There was no provision for “affordable” units at any price in the original rezoning nor in the new application which was rejected unanimously at the recent NPU meeting.

There are still several steps to go with this application and staff from Atlanta BeltLine, Inc. have taken the unprecedented position of pushing hard to rezone the project to include the new units against the recommendation of the neighborhood and NPU.

As it applies to this project, any discussion that reconsiders the rezoning from 2008 should include affordability and design quality improvements.
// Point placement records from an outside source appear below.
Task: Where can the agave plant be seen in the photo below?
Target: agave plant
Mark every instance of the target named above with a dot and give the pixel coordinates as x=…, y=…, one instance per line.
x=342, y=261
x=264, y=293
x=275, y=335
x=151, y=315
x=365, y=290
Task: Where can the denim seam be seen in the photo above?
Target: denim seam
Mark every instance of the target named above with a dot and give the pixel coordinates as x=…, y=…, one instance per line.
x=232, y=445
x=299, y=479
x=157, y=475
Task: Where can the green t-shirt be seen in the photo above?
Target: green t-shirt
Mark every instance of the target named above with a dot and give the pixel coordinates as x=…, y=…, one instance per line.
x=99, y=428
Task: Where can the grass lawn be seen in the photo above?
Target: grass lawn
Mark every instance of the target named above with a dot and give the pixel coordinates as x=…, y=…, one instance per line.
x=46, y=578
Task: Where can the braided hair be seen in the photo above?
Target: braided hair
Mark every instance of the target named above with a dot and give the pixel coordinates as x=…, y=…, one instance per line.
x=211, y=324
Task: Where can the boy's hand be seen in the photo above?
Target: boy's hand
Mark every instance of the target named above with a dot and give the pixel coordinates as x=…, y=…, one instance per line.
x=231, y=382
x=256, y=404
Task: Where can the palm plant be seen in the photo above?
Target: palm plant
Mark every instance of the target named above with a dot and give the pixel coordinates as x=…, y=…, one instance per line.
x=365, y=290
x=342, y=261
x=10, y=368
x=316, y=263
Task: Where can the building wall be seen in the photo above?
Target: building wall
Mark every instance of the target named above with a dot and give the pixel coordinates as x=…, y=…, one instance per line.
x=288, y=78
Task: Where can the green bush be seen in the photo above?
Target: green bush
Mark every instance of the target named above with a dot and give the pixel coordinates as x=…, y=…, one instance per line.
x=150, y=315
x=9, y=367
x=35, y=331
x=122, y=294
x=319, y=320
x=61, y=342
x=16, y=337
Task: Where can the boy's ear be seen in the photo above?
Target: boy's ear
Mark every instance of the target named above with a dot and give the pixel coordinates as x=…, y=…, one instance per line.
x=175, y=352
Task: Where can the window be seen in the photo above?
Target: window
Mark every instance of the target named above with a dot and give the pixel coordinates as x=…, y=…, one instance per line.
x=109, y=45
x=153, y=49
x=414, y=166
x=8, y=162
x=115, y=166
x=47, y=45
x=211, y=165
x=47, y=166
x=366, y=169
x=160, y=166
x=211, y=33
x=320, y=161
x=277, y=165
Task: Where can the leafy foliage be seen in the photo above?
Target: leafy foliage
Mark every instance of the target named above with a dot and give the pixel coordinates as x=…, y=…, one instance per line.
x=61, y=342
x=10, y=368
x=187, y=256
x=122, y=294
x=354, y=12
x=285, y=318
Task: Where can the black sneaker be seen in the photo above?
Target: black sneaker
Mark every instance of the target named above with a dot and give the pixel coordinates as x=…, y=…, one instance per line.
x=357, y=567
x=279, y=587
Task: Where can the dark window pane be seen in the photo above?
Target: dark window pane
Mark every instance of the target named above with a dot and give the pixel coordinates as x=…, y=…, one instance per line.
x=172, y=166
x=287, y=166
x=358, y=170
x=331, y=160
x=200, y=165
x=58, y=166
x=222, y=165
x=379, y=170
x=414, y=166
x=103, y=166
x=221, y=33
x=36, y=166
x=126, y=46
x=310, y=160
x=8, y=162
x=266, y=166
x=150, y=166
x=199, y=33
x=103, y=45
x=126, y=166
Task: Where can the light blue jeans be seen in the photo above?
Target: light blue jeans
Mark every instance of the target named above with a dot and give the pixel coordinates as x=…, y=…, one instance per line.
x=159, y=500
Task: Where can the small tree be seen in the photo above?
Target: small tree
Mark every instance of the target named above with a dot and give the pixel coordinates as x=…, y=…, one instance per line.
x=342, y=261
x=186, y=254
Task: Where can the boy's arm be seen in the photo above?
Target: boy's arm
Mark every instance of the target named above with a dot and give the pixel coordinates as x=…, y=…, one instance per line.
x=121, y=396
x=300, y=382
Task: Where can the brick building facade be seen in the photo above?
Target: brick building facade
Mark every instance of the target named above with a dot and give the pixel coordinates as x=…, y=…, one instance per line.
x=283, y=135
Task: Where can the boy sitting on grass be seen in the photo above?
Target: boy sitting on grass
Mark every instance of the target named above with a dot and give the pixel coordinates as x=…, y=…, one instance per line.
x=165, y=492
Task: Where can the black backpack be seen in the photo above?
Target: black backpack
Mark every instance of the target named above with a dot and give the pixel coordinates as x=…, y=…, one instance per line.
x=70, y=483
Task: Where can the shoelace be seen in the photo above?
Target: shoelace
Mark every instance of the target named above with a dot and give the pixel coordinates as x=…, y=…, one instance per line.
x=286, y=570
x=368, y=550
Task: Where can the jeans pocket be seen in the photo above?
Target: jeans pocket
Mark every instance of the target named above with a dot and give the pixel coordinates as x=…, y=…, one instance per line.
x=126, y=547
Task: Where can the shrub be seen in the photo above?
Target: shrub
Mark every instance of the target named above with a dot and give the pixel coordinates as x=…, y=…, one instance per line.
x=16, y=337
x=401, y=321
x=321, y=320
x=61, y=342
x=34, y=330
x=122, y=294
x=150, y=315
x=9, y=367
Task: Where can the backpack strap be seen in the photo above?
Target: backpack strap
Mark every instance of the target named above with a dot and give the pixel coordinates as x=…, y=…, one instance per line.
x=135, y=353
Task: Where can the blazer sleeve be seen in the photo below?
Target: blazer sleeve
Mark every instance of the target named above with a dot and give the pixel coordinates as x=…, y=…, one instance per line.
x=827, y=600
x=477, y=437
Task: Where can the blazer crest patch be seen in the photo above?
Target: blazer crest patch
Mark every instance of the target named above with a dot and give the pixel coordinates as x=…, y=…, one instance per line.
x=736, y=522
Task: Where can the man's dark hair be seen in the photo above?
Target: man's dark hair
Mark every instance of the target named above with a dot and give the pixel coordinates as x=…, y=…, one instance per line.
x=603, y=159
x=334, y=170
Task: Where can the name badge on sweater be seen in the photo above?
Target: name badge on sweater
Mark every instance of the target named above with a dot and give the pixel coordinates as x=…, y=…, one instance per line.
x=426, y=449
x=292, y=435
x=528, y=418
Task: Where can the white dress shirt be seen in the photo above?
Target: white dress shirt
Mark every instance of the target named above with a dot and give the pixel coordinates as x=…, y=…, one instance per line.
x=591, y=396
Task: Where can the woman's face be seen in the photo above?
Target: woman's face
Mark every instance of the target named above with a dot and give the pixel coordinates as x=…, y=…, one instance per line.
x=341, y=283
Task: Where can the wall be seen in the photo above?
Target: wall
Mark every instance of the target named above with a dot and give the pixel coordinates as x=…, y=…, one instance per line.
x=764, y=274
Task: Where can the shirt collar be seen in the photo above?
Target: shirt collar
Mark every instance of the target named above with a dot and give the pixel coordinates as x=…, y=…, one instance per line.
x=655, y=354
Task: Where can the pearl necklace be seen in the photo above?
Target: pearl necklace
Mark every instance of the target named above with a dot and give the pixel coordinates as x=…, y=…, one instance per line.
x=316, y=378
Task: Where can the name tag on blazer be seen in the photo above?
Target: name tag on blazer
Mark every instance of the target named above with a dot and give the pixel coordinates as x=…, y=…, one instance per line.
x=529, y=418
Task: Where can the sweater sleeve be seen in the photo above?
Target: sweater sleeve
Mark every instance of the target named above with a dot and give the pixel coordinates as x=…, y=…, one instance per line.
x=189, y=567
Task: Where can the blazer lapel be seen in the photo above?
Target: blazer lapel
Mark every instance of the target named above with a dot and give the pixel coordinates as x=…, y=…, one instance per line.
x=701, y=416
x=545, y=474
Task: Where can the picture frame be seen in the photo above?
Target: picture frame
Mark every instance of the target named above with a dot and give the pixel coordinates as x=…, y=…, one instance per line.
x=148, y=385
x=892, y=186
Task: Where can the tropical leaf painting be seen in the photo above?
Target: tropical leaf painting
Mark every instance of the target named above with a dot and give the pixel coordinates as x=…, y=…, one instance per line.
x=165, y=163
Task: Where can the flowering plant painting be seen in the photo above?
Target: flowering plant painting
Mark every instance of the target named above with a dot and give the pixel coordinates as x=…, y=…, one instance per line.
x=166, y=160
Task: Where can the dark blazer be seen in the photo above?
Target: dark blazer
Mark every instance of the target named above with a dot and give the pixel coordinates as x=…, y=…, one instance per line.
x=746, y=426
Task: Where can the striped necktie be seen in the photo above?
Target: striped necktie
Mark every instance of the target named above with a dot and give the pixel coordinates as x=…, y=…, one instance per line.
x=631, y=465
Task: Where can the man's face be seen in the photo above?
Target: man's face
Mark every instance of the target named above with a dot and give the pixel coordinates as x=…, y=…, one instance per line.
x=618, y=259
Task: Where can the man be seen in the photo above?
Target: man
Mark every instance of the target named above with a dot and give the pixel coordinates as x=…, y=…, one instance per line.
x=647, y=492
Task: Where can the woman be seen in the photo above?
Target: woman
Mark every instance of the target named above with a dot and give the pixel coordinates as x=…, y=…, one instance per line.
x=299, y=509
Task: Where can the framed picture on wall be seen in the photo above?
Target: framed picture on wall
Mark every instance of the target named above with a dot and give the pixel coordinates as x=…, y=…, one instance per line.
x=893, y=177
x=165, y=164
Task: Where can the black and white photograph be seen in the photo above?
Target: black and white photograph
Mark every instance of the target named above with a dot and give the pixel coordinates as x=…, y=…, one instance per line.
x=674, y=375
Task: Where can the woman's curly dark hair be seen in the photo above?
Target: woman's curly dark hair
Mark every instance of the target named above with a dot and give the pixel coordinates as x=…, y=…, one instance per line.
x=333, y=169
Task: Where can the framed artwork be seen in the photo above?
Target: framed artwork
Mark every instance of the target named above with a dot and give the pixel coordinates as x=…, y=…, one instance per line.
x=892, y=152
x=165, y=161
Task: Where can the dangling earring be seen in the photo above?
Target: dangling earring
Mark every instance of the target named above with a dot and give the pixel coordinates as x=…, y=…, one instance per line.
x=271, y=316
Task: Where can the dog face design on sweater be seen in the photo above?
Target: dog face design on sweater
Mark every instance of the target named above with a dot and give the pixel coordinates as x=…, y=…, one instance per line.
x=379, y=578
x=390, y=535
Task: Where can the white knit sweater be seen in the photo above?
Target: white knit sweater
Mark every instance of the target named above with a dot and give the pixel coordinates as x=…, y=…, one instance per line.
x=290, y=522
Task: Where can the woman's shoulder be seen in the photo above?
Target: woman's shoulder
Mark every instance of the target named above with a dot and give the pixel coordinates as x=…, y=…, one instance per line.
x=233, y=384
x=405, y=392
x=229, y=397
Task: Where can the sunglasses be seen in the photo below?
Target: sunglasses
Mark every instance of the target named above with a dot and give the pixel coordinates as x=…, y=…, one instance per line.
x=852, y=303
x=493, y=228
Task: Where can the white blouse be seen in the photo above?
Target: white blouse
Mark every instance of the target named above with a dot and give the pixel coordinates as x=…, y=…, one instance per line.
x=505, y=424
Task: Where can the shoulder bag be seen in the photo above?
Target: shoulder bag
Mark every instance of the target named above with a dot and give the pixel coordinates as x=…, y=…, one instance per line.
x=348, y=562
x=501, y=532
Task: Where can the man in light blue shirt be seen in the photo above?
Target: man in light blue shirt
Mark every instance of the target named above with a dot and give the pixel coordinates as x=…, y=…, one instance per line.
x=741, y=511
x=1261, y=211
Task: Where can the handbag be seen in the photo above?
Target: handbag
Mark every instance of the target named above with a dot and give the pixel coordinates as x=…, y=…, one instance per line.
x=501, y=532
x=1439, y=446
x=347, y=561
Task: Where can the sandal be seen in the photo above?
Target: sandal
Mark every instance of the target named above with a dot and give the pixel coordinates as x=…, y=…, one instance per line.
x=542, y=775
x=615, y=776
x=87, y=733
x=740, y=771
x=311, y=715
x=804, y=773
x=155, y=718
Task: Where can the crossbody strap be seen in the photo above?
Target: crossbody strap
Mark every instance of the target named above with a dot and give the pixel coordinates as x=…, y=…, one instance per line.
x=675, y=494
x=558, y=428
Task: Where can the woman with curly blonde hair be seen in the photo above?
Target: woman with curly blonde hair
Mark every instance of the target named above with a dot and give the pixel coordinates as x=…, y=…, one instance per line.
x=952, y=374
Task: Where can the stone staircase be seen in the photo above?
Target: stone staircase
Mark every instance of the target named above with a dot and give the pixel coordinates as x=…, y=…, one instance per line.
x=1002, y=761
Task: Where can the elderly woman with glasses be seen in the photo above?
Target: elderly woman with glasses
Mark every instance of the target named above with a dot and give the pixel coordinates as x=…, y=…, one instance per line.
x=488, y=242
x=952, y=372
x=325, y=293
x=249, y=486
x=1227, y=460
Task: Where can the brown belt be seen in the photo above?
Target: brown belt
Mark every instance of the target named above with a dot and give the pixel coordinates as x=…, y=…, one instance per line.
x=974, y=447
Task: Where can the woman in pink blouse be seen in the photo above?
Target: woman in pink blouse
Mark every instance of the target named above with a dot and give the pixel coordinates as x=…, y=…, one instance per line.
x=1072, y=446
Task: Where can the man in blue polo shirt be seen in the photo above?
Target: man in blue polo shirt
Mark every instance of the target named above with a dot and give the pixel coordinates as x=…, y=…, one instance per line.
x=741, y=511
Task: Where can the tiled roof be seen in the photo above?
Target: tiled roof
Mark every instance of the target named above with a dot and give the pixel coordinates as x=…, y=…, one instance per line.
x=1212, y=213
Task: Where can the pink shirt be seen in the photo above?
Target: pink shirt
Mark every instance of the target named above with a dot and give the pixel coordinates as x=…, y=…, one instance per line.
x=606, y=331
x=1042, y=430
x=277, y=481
Now that we’ve had several years of projects along the BeltLine and indeed, across the city, that fall short of what’s needed to have a world-class city that works for everyone no matter where they live, we must do better.  We should be starting the conversation at 20% affordable units if any rezoning and additional density is approved, with at least some portion of those units designed to be specifically ADA accessible.

It’s time to stop kicking the commitment to affordability and accessibility down the road and it should start with this project.   There are design concerns that should be addressed, too. The building interface with the BeltLine corridor needs to be more than a back-door entrance for residents of the building to enjoy and the quality of the building needs to exceed the projected twenty-year life cycle that the developer has stated to neighborhood leaders. We know what this rezoning application portends – more poorly constructed, high-priced apartments designed without consideration of the impact on the city, the neighborhood or Atlanta BeltLine users.  Let’s not build another project that residents and visitors to Atlanta point to and regret.  

It’s time for the Atlanta City Council, Atlanta BeltLine, Inc. and developers to be better stewards of the Atlanta BeltLine and the unique communities through which it passes.  They can demonstrate that commitment now by how they handle this project.